Indice
SPM 2015/16 Exams
Exam dates
Term | Deadline for submitting project | Oral exams calendar |
---|---|---|
Extraordinary term | November 2nd, 2016 | Calendar |
First term 2016-17 | January 17th, 2017 | Calendar |
Second term 2016-17 | February 13rd, 2017 | Calendar |
Extraordinary term | April 6th, 2017 (deadline to submit the projects) 9.00am | |
First summer term 2016-17 | June 13th | Calendar |
Second summer term 2016-17 | July 3rd | |
Third summer term 2016-17 | July 24th | |
Autumn term 2016-17 | Sept. 12 (there will be some possibility to extend the deadline, upon motivated request) |
Machine access
Here you may find the instructions to access the machine(s) avaialable for the project.
List of assigned accounts
Final project
The final SPM project is structured in 6 different alternatives. Students should agree which one they want to choose with the Professor before actually starting to implement the project.
Alternatives
Applications
Video filtering
This is video filtering application. Video frames should be read from file/device via OpenCV calls. Some kind of filtering (up to student or suggested by professor) has to be applied to each one of the frames. Eventually a new video has to be rebuilt from streams using again OpenCV calls.
Jacobi
The application finds the solution of a system of linear equations using the Jabcobi iterative method.
Free choice application
Any application of interest for the student. TO be discussed and agreed with the professor before actually start working on it.
RTS/library
Divide & Conquer
Implement a generic D&C support, with a clean and seamless C++ interface.
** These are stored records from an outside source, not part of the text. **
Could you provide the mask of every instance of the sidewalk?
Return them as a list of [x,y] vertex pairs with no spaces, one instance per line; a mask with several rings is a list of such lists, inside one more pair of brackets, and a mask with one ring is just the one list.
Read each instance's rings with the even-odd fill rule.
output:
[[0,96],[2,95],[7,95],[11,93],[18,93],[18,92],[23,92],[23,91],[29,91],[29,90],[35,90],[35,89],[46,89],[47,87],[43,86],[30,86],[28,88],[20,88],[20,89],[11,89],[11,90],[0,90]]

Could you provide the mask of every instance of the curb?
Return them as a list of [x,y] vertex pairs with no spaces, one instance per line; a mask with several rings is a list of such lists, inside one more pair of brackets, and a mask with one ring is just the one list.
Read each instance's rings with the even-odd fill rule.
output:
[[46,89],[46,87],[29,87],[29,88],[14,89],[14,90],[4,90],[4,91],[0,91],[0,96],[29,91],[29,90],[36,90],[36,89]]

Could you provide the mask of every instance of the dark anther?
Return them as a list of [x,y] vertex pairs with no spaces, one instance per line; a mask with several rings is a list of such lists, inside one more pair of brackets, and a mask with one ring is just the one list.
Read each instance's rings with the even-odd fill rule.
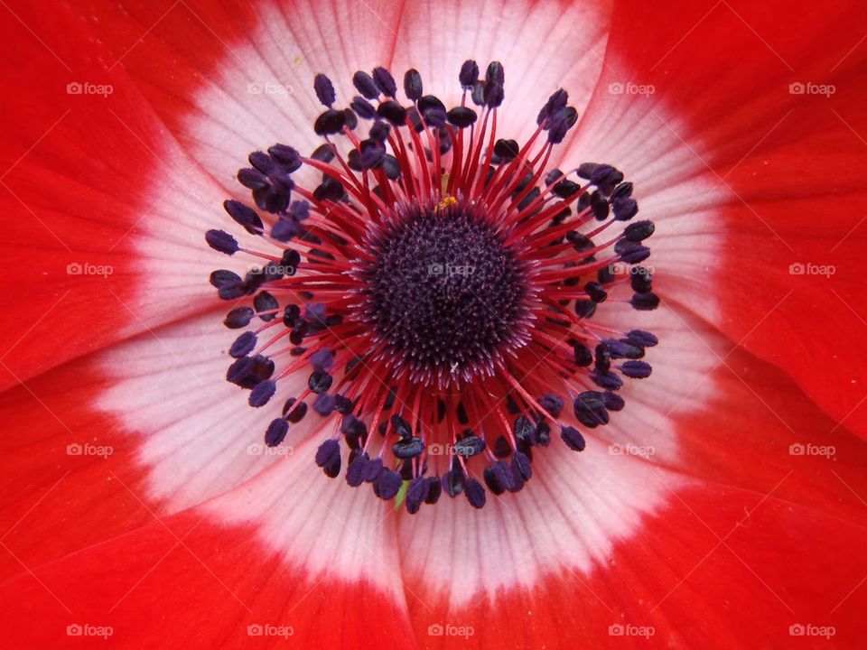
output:
[[458,79],[464,90],[471,90],[476,81],[479,80],[479,64],[472,60],[465,60],[463,65],[461,66]]
[[265,432],[265,443],[268,447],[276,447],[283,442],[289,432],[289,424],[283,418],[276,418],[268,424],[268,429]]
[[566,446],[574,451],[583,451],[587,446],[587,443],[584,441],[584,437],[581,434],[581,432],[574,427],[564,427],[560,431],[560,437],[563,439],[563,441],[566,443]]
[[377,114],[396,126],[400,126],[406,122],[406,109],[393,99],[380,104],[377,107]]
[[395,83],[395,78],[385,68],[373,69],[373,81],[386,97],[393,98],[397,94],[397,84]]
[[223,201],[223,208],[229,217],[251,235],[258,235],[262,232],[262,219],[252,208],[237,200]]
[[323,370],[314,370],[307,378],[307,385],[314,395],[327,393],[331,387],[331,382],[334,380],[331,375]]

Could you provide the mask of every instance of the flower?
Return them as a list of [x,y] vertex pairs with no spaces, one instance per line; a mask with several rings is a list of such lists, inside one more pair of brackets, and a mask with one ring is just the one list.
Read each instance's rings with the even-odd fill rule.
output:
[[[851,3],[797,5],[6,6],[5,634],[857,646],[867,25]],[[250,200],[251,152],[322,144],[316,75],[343,107],[356,70],[416,70],[451,107],[467,60],[502,63],[502,137],[527,142],[563,88],[578,119],[551,166],[633,182],[662,302],[591,322],[659,345],[581,453],[555,439],[519,494],[410,515],[322,476],[333,421],[312,409],[265,444],[279,404],[225,381],[238,332],[207,278],[228,265],[203,235],[258,243],[221,206]],[[465,206],[403,209],[434,208]]]

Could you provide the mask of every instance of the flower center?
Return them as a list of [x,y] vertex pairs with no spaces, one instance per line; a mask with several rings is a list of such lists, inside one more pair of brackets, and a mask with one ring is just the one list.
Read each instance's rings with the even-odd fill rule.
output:
[[375,259],[355,274],[364,316],[396,376],[471,381],[528,339],[528,265],[484,207],[448,198],[399,206],[366,247]]
[[[650,375],[643,358],[657,342],[625,327],[629,308],[659,302],[639,265],[654,227],[631,221],[632,184],[608,164],[548,169],[578,117],[566,92],[518,144],[497,135],[502,65],[480,76],[468,60],[459,80],[461,103],[447,108],[417,70],[404,77],[406,101],[384,68],[359,71],[341,109],[317,75],[323,144],[254,152],[238,178],[258,211],[224,204],[264,246],[205,236],[262,261],[210,282],[233,302],[226,326],[244,330],[227,379],[255,408],[284,400],[266,443],[293,435],[310,404],[333,419],[315,456],[325,474],[345,468],[350,486],[411,514],[443,492],[482,507],[489,493],[520,491],[555,430],[563,449],[583,450],[583,432],[624,407],[624,378]],[[620,326],[593,320],[603,304]],[[306,387],[286,395],[298,374]]]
Successive approximation pattern
The pattern process a stream of input tasks and a global state value. For each one of the input tasks x one or more output tasks f(x,s) may be produced onto the input stream and the state value s is updated to s'(x,s). The function updating the state is monotonic. The computation of an f(x,s) with a non updated state s does not produce any damage/side effect (but using additional computational resources).
Free choice RTS
RTS relative to a pattern of interest for the student. To be discussed and agreed with the professor before actually start working on it
Free choice (Appl and RTS: note)
Students are encourage to propose and discuss with the professor different alternatives, possibly individuated because of personal interests, subjects already tackled in other courses etc.
In order to be considered valid alternatives:
- either the alternative consist in parallelizing and existing and well known application/kernel/algorithm by means of one of the structured parallel programming frameworks discussed in the course
- or the alternative consist in implementing a new (alternative) pattern using either the low level mechanisms discussed in the initial part of the course or integrating the new pattern in one
of the existing frameworks.
Implementation possibilities
- Applications should be implemented using FastFlow. Alternative programming frameworks may be discussed with the professor. A comparison implementation using plain C++ threads will be helpful and appreciated.
- Run time supports should be implemented using C++ threads. Alternative proramming frameworks may be discussed with the professor.
OpenCV
The students using OpenCV for the Video processing application will get a different account on a machine with openCV pre-installed, in case.
Workflow
A valid project is the result of the execution of an ordered set of steps:
- the student must agree the subject with the professor, and the pairing student-project has to be published on the project assignment table (agreement should go through an email to the professor with subject “SPM project”)
- the project design has to be completed and agreed again with the professor
- the project implementation has to be completed, debugged and validated
- the project (source code, sample input files and report describing what has been actually produced) has to be submitted by one of the exam terms via email to professor email account
- the project has be demonstrated (on a text terminal) and discussed with the professor
Project code
Project code should be delivered to the professor email account as a compressed archive (.zip or .tar.gz)
Project report
The project report is a PDF document of no more than 10 pages explaining:
- what has actually been implemented in the project
- possible major design choices
- a short manual detailing how the project may be compiled and tested from the sources
- experimental results validating design and performances
More in detail:
- experiment results should show scalability, speedup and efficiency of the implementation(s) as well as the difference among the measured values and the expected ones (according to the performance models)
- the short user manual should be detailed enough to enable me to run tests with your software (what should I compile, how, which are the parameters to use to launch experiments, how can I vary parallelism degree, which input files do I need, where are they)
- the major design choices should be exposed at high level of abstraction, mentioning the patterns used, the policies adopted, if the case, particular algorithms or data types used, etc. It is not required to specify the known parts of the assignments (e.g. I don't want to see space wasted to explain GOL rules or NQ problem description)
- at the very beginning, please state clearly in a single sentence the problem solved, the programming framework(s) used, their version (if significant) and the architecture(s) used to run the experiments.
Project validity
This project is valid for all the exam terms in A.Y. 2016/2017.